Can anyone give me some advice on how to handle this please? Are we just being stubborn? Should be change the pronouns? The name change was welcomed with open arms by our whole family and she is definitely happier that everyone has settled into this without issue. We have changed her name at school, dentist, etc. to her preferred name.

I'm sure other parents here have been through the same thing and any advice would be welcome please. Thank you so much :-) x

Hi, I can see how this would be new and strange and difficult to wrap your head around! The best thing you can do is support your child and use their pronouns that they've asked you to use. You will slip up, inevitably, but what your child needs right now is your love and support, to know that as their parent you will be there for them.
Impatiens · 18/02/2021 23:07

If it's possible to have a rational discussion (and clearly it isn't always) then it seems perfectly ok to put your own pov and ask for mutual respect.

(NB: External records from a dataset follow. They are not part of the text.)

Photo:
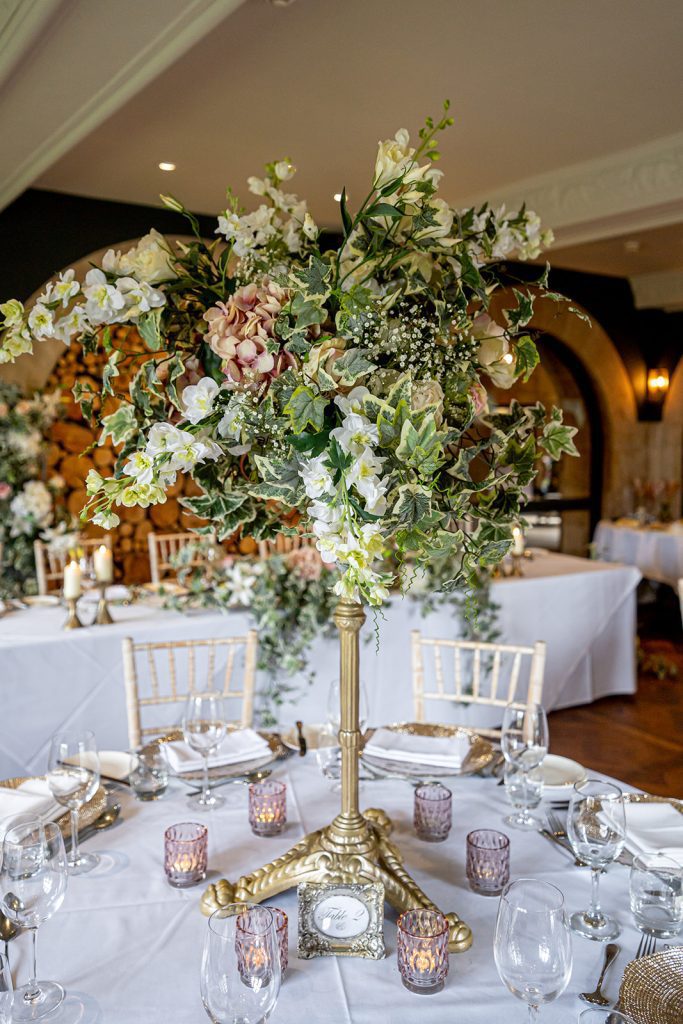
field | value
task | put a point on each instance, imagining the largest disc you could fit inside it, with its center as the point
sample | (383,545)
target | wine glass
(532,942)
(334,707)
(33,883)
(241,970)
(524,744)
(204,728)
(596,826)
(73,775)
(6,991)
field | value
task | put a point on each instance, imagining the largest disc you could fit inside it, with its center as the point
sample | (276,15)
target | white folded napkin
(243,744)
(32,797)
(654,828)
(444,752)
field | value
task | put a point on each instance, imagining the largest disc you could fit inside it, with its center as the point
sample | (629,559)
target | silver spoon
(597,998)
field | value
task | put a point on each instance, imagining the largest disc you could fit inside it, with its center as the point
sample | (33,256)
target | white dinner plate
(561,773)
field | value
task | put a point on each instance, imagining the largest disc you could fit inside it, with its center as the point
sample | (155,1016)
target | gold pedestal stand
(354,848)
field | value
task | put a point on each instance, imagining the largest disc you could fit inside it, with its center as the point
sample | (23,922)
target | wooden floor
(636,738)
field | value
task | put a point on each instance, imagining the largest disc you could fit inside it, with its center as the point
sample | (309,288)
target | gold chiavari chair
(485,674)
(50,563)
(163,674)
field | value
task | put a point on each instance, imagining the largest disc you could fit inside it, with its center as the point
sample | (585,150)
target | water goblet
(656,894)
(596,826)
(524,744)
(532,943)
(73,776)
(6,991)
(33,883)
(204,728)
(241,970)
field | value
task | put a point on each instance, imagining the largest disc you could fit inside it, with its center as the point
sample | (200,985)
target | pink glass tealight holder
(267,807)
(487,861)
(185,854)
(422,949)
(432,814)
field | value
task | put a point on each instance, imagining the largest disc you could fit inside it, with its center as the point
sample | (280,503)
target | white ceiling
(575,103)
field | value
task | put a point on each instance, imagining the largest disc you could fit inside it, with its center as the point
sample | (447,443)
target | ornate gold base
(348,851)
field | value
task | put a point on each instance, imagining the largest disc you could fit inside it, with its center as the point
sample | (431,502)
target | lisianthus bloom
(242,333)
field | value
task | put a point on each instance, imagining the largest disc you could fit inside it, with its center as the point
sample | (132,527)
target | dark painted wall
(42,232)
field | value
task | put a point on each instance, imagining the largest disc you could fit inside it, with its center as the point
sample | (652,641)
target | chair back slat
(489,675)
(147,688)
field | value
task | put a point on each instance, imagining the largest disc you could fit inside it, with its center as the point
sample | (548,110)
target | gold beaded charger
(86,814)
(479,755)
(651,991)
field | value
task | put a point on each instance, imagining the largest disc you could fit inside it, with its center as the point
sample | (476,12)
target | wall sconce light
(657,388)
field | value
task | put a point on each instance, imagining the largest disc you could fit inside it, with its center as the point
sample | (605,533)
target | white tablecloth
(50,679)
(657,553)
(130,946)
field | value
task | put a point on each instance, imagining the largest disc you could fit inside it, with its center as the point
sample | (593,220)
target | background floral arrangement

This was in response the post I'd quoted, not a reference to all the argy-bargy on the thread. It's just as important for kids to show respect to their parents as fellow humans as it is for parents to do that. It's teaching them something very important in life.

RootyT00t · 18/02/2021 23:17

@Impatiens

If it's possible to have a rational discussion (and clearly it isn't always) then it seems perfectly ok to put your own pov and ask for mutual respect.

This was in response the post I'd quoted, not a reference to all the argy-bargy on the thread. It's just as important for kids to show respect to their parents as fellow humans as it is for parents to do that. It's teaching them something very important in life.

I can understand that, impatiens.

But, I struggle to get my head round how a parent thinks refusing to use the pronouns is respectful.

It is framed as if it is their choice. It isn't. And that may have worked out for that particular child, but that's chance.